Figure A demonstrates the macrocytic, megaloblastic anemia with hypersegmented neutrophils seen in both folate and vitamin B12 deficiency. Illustration A demonstrates the microcytic, hypochromic anemia seen in iron deficiency anemia.
Answer 1: Alcohol withdrawal would not cause hematologic changes seen on peripheral smear. In terms of the patient’s clinical picture, his presentation suggests a diagnosis of Wernicke encephalopathy rather than alcohol withdrawal.

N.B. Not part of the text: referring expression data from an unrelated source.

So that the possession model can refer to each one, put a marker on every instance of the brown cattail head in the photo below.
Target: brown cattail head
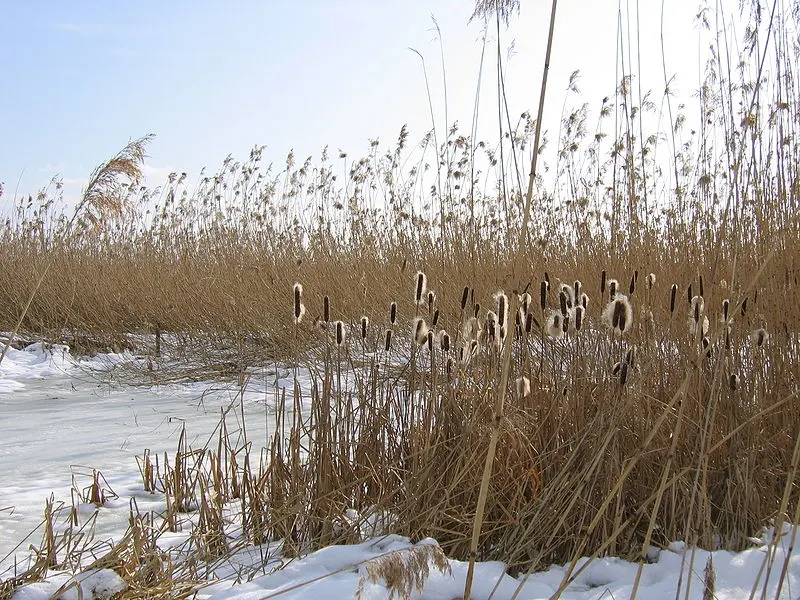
(523, 387)
(502, 312)
(618, 315)
(525, 302)
(579, 310)
(613, 287)
(733, 382)
(543, 287)
(388, 337)
(364, 327)
(444, 341)
(420, 287)
(554, 325)
(760, 337)
(299, 307)
(491, 326)
(420, 330)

Answer 2: This patient’s clinical presentation of Wernicke encephalopathy is caused by thiamine deficiency, but the thiamine deficiency does not cause the findings seen on peripheral smear. Wernicke encephalopathy is characterized by the classic triad of encephalopathy, oculomotor dysfunction (nystagmus being the most common), and gait ataxia.
Answer 3: Iron deficiency causes the microcytic, hypochromic anemia seen in Illustration A rather than a macrocytic, megaloblastic anemia.
Answer 5: Although vitamin B12 deficiency causes the same macrocytic, megaloblastic anemia, vitamin B12 deficiency takes years to develop, whereas folate deficiency usually takes 4-5 months. Because this patient only started drinking heavily a few months ago, folate deficiency is more likely.
Folate deficiency may develop within 4-5 months and is characterized by a macrocytic, megaloblastic anemia with hypersegmented neutrophils on peripheral smear. It can be differentiated from vitamin B12 deficiency by the absence of neurological symptoms and normal serum methylmalonic acid levels (which are elevated in vitamin B12 deficiency).